Breakfast items include a $5 egg and cheese sandwich with either bacon or sausage and on either a bagel or croissant; a $4 keto burrito stuffed with bacon, egg and cheese; and classic and gourmet deviled eggs, both priced at $3 and under. 

For lunch, the cafe makes fresh sandwich varieties like chicken salad, chicken pesto and brie on ciabatta, bacon pimento grilled cheese, a Cuban, a BLT, a veggie wrap and a ham and brie on ciabatta. All sandwiches cost $7 or less. 

Gateway Cafe also has an array of soup and salad options that are all made to order. Then there are pastries, croissants, bags and bars of candy and a full menu of hot and iced coffees and espressos. 

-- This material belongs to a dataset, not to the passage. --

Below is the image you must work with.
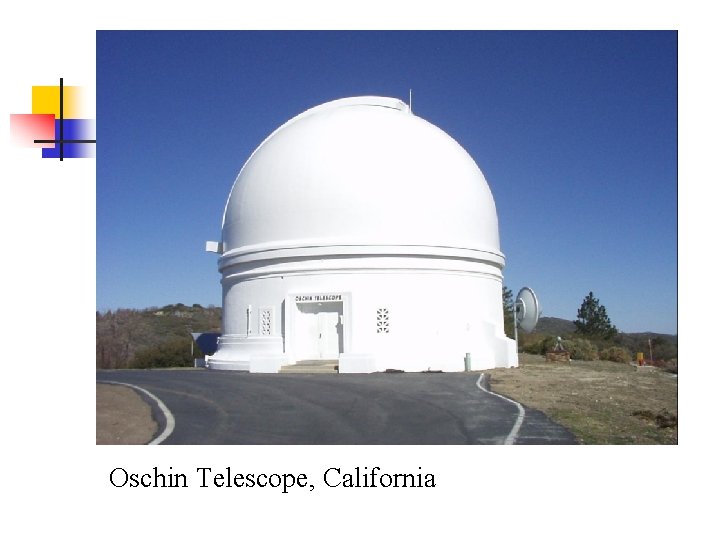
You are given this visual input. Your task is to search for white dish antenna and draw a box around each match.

Rogers said Monday that within the food and drink realm of the concept, Gateway Cafe prioritized partnerships with local businesses. 

"We sell Big Jerk Soda, so we want to incorporate Pensacola products into this as well," Rogers said. "Our coffee is Bodacious coffee, as well." 

Customers will notice a shelf stacked with homemade ceramic plates, bowls and other household ornaments. Those for-sale items were designed by The Arc Gateway's clients. 

"That's all for sale up there, so it's a really cool way for some people, who most likely will not be able to work in the community, to receive a paycheck as well," Rogers said. 

Arc Gateway serves about 1,200 local men, women and children. There are 36 adults ages roughly 20 to 78 who live in six local group homes, and hundreds of others who live out in the wider community.

Rogers confirmed Monday that while none of the nonprofit organization's clients have tested positive for COVID-19 since the pandemic unfolded in March, clients in group homes are still on lockdown.

Many services offered by Arc Gateway are social in nature, but with that element wiped out for the time being, staff are doing their best to engage clients while prioritizing their health. 

"We've been doing Zoom sessions with the houses, and we have fantastic program directors who have gone and written messages in chalk and sent pizza," said Arc Gateway Chief Financial Officer Dan Buryj. "We are trying to engage as much as we can virtually, but it doesn't replace the in-person experience." 

The state of Florida had been supporting Arc Gateway with emergency funding during the pandemic, but that pipeline of funding has been cut off as of Aug. 1, according to Rogers. Arc Gateway is now solely reliant on billing for the services provided, and is currently struggling to generate revenue. 

"Having an operation like this and allowing the public to make purchases from us helps offset some of that to a degree," Rogers said. "But I'm smiling underneath the mask because I'm so excited about (the cafe). I think it's going to be such a great, real-life, hands-on, experiential way for the students to learn."

The cafe is at 220 W. Garden St., Suite 130.